Modelling and Design Optimisations of CMOS MEMS Single Membrane Thermopile Detector Arrays

Abstract

Thermal imaging devices based on Complementary Metal-Oxide-Semiconductor (CMOS) and Micro-Electro-Mechanical System (MEMS) technology are widely used across consumer and industrial applications. The combination of CMOS and MEMS technologies allows for the production of devices with high performance, good reliability and consistent reproducibility. Additionally, these technologies allow devices to be manufactured at low cost and a high volume.

There are several types of thermal sensing technologies, however, this thesis mainly focuses on 8×8 thermopile based Focal Plane Arrays (FPAs).
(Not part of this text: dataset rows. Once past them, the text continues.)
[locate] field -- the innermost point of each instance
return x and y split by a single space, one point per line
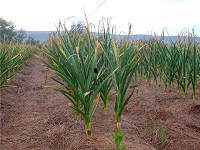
156 107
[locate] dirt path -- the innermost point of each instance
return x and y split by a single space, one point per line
35 117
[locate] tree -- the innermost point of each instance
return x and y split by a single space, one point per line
6 30
77 27
20 36
32 41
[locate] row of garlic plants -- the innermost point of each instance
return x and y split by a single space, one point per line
98 67
12 56
177 63
90 67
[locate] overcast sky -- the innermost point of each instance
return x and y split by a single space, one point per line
146 16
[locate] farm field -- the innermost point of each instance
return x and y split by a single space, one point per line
34 117
80 90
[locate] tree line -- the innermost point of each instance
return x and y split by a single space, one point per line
9 33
The core principles governing the function of thermopiles are based on the Seebeck effect. In this thesis, the structure and fabrication process of thermopile FPAs are described and discussed. The thesis describes the functionality of the array chip and introduces a new experimental technique, called the bi-directional electrical biasing method, which was applied to obtain the device’s responsivity and crosstalk measurements. Compared to traditional measurement approaches using laser sources, this novel method significantly reduces the complexity of the experimental setup, as no external laser source is required. The crosstalk of the 8×8 array is ~2.69% and the responsivity is ~73.1 V/W. A detecting system using a larger array chip was designed, created and successfully applied in a series of experiments that involved gesture recognition and people counting.

In order to enhance the performance of the current array device, a 3D simulation model based on the Finite Element Method (FEM) was built using the COMSOL Multiphysics simulation tool. The numerical model was validated by comparing the model’s simulated values for responsivity, crosstalk and temperature distribution with experimental results. The difference between the simulations and experimental results was <5%. With the aim of optimising various trade-offs, modifications in heatsinking track widths/materials, additional air gaps between pixels, different packaging and different pixel sizes were assessed using numerical models. A design with copper heatsinking tracks and air gaps showed the best results, achieving an increase in responsivity by 6.4% while simultaneously reducing crosstalk by 65%. In addition, the vacuum packaging can reduce the crosstalk to less than 0.7% (only 0.2% in the model with copper tracks) and increase the responsivity to > 90 V/W in the model with tungsten tracks. A 32×32 array design demonstrates the smallest pixel size that can be achieved based on this thermopile array design. The 32×32 array design increased responsivity to ~77.18 V/W and crosstalk remained <4%. Crosstalk rose sharply to >6% when the pixel size was reduced further in a 64×64 array design, at this level of crosstalk, image quality is likely to be significantly affected.

Future work may focus on the implementation of carbon nanotubes or novel 3D thermopile designs. Carbon nanotubes, when deposited over the array chip, could enhance the absorption of IR radiation. While new thermopiles employing a 3D design could dramatically reduce array size and potentially achieve a fill factor of 100%.